Après dix minutes de marche intensive, le criminel tomba sur un parc éclairé par un immense carrousel. S’approchant à grands pas, il actionna la poignée dorée de la petite porte d’entrée du square et s'y faufila. Il passa devant une magnifique statue d’ange. Drôle de signe, pensa-t-il. La figure ne le lâchait pas des yeux. Son narcissisme exacerbé, il se planta à ses pieds, la main gauche sur la main droite en-dessous du nombril, et la défia de longues minutes sans même cligner un œil. Puis subitement, il deploya ses bras en croix tel un condor des Andes, prêt pour son envol. Par ce geste, l'egocentrique se prenait pour Dieu. Pourtant, au fond de lui même, il le savait, il était le disciple du Diable, le vecteur du mal. Et c'est pour ça qu'il se considérait comme le gagnant. Que serait le bien sans le mal ? Sa démonstration de force achevée, le tueur se dirigea lentement vers le manège. Personne ne devait entraver sa route, pas même un vulgaire envoyé de Dieu.

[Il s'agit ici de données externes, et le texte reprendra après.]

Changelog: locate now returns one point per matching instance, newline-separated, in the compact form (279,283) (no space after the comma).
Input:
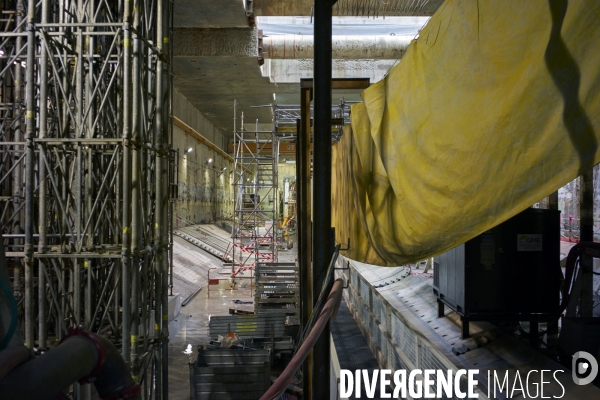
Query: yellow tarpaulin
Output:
(493,107)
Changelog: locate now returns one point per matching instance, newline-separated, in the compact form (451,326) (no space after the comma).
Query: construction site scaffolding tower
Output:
(85,142)
(256,196)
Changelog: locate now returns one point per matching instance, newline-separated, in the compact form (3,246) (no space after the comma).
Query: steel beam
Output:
(321,248)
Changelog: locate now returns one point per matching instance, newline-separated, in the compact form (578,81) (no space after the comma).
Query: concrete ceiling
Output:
(215,61)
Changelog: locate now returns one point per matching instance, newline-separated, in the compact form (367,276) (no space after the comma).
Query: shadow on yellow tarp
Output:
(495,106)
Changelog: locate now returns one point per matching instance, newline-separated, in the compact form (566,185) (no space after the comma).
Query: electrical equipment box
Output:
(507,273)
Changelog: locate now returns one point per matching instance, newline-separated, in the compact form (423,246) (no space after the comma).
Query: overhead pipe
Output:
(348,47)
(294,8)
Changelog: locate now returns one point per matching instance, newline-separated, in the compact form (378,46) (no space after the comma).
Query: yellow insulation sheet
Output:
(495,106)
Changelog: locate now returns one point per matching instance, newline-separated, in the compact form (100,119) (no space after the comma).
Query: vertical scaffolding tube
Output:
(127,106)
(135,191)
(29,169)
(322,184)
(42,189)
(161,205)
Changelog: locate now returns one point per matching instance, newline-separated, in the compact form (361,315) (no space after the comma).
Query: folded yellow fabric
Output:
(493,107)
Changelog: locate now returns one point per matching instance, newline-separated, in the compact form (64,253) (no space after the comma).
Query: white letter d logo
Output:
(580,367)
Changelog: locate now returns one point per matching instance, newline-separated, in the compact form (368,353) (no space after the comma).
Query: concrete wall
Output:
(205,191)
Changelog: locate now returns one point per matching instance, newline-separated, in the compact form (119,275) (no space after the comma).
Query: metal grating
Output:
(277,289)
(378,309)
(354,279)
(397,362)
(404,338)
(364,292)
(428,360)
(379,337)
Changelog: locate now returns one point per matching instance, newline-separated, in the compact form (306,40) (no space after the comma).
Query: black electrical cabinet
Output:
(511,272)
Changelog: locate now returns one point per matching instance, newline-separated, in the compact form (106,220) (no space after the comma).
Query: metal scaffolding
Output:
(256,197)
(285,117)
(85,89)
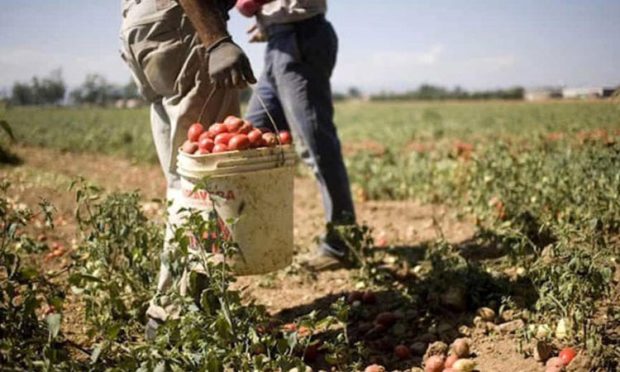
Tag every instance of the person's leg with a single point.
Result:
(302, 66)
(265, 91)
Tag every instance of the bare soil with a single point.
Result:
(403, 224)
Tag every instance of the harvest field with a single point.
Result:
(497, 222)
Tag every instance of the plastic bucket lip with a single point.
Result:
(231, 153)
(232, 162)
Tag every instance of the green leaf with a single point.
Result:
(7, 128)
(53, 325)
(96, 353)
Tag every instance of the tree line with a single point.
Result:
(96, 90)
(52, 90)
(428, 92)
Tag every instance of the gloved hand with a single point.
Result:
(256, 34)
(229, 67)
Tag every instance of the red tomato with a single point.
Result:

Un minuscule attroupement s’était formé au pied de l’attraction à cause de la chute d'un enfant. L’individu se rapprocha, observa les réactions des parents aux alentours et imita leur expression d'inquiétude. Son attitude l’amusait, car il s'en fichait royalement. Seule, la satisfaction de son ignoble appétit l'importait. Et au milieu de cette foule, la moindre odeur corporelle l'excitait. Il se détourna assez rapidement de la scène afin de s’assoir sur l’un des sièges qui entouraient le manège. Désormais bien à l'abri parmi la horde de parents, calmement, il scrutait le décor. Au même moment, une jeune femme rousse s'arrêta devant lui et gara sa poussette. Il lui dégaina un léger sourire auquel elle répondit tout en s'asseyant à côté de lui. Elle paraissait hypnotisée par le charisme de cet inconnu.
— Vous aussi vous avez été pris au piège par votre fille, amorça la curieuse.
— Évidemment ! ricana-t-il. Qu’est-ce que je ne ferais pas pour elle !
— Et c’est laquelle ? insista-t-elle, avec un timide sourire.
— C’est elle, la petite blonde sur le cheval à ornements bleus et jaunes, indiqua le prédateur avec son index.
Au même instant, le tour de manège se termina. La fillette descendit de sa monture et se dirigea directement vers ses parents, à l'opposé du menteur. Décelant immédiatement la supercherie, le visage de la jeune femme changea, transfiguré par le dégoût.
— Vous devriez aller consulter, vous avez vraiment un problème ! Je vous conseille de partir d’ici ou je n'hésiterai pas à appeler la police.
À contre-cœur, le visage rebiffé comme un chien juste avant une attaque, il s’exécuta. En quittant les lieux, il se retourna et la fusilla du regard avant de disparaître dans la noirceur du soir mouvant. Vexé, meurtri dans sa chair, sa tête bouillonait pour trouver une parade. Ses mains devenaient de plus en plus moites. Il tapait dans chaque cailloux qui croisait sa route. Comment avait-elle osé lui parler ainsi ? Pourquoi l'avait-elle regardé aussi mal ? La rage l'envahissait. Une seule obsession lui traversait l'esprit : la punition. Il voulait qu’elle soit à sa merci, il voulait la faire souffrir, il voulait reprendre le contrôle : il voulait la traquer et la tuer.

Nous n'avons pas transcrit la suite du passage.